In his speech on April 12 this year, Azerbaijan President Ilham Aliyev stated that the Minsk Group had been active for 28 years before the Second Karabakh War. The co-chair countries have probably made hundreds of visits to Azerbaijan and Armenia over the years.

The result was zero. The president of Azerbaijan, referring to the Russia-Ukraine War, mentioned that the mandate given to the Minsk Group to resolve the conflict is de jure in force and can already be considered invalid de facto under the current circumstances.

Instead of the Minsk Group, President Aliyev advised that the OSCE could play a role as a credible international organisation, which would be able to host representatives of civil society, the media, and other influential public figures to contribute to the normalisation of relations between Armenia and Azerbaijan.

As can be seen, the expected communication and joint working capability among the OSCE Minsk Group Co-Chairs (France, Russia, and the United States) has deteriorated due to the ongoing armed conflict between Russia and Ukraine. So, the question is: what is Armenia's real agenda in doing so?

Since the Trilateral Statement signed on Nov 10, 2020, Armenia has been lacking in consistency to prove itself as a committed partner in initiating peace negotiations. Of course, the political leadership of Armenia is, in most cases, not able to declare publicly its revisionist attitude towards the obligations of the Trilateral Statement.

Therefore, in order to impede and strike a blow at peace talks or at least to kill time for its real agenda, Armenia seems to exploit the current tense contradictions in the realm of international security.

Another expected political yield for the Armenian leadership to announce the OSCE Minsk Group as a peace coach is domestic.
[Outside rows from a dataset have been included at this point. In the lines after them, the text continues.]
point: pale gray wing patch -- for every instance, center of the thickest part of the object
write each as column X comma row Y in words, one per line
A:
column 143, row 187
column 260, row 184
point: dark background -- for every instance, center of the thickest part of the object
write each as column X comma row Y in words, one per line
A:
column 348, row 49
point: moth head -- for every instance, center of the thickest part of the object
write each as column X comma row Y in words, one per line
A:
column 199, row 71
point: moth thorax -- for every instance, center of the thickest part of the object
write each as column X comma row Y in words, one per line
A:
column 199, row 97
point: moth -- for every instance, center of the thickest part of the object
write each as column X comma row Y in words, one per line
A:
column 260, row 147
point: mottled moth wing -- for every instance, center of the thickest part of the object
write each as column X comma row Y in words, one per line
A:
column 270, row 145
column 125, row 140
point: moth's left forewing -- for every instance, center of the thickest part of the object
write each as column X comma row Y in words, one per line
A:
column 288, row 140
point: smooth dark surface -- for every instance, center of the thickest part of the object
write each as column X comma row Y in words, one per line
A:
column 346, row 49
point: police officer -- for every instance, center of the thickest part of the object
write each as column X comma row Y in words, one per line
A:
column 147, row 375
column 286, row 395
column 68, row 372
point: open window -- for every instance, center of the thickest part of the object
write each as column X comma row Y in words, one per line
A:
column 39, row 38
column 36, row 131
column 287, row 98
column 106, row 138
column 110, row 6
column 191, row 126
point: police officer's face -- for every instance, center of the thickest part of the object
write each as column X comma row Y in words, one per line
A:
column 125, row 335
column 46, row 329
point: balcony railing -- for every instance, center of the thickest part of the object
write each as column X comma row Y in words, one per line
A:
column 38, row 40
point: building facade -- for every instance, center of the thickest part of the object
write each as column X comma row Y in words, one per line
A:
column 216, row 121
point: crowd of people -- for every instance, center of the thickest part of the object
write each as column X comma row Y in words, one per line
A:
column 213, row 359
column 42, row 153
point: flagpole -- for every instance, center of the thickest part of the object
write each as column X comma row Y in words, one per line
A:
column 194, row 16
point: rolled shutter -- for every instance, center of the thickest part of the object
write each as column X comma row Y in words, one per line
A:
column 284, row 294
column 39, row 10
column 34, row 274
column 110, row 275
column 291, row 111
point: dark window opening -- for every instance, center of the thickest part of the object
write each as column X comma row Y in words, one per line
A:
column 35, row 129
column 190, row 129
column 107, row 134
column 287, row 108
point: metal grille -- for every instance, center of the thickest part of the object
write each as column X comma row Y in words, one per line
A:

To wit, by summoning the OSCE Minsk Group, the Armenian decision-makers appear to be attempting to shift their own responsibility to an outsider in order to appease hard pressure from Armenian society, which harshly blames the government for its defeat in the war with Azerbaijan.

Armenian leaders must be so watchful as to think that it will not be easy to defend biased arguments on the table of diplomacy in the upcoming period.

Anyway, recent noises in Yerevan about the revival of the OSCE Minsk Group within a fake agenda may not only wear down the problem-solver images of co-chair countries as a side effect, but also may have been supposed to serve as a lifebelt for the Armenian leadership in dealing with the looming bushy problems of domestic and foreign policy.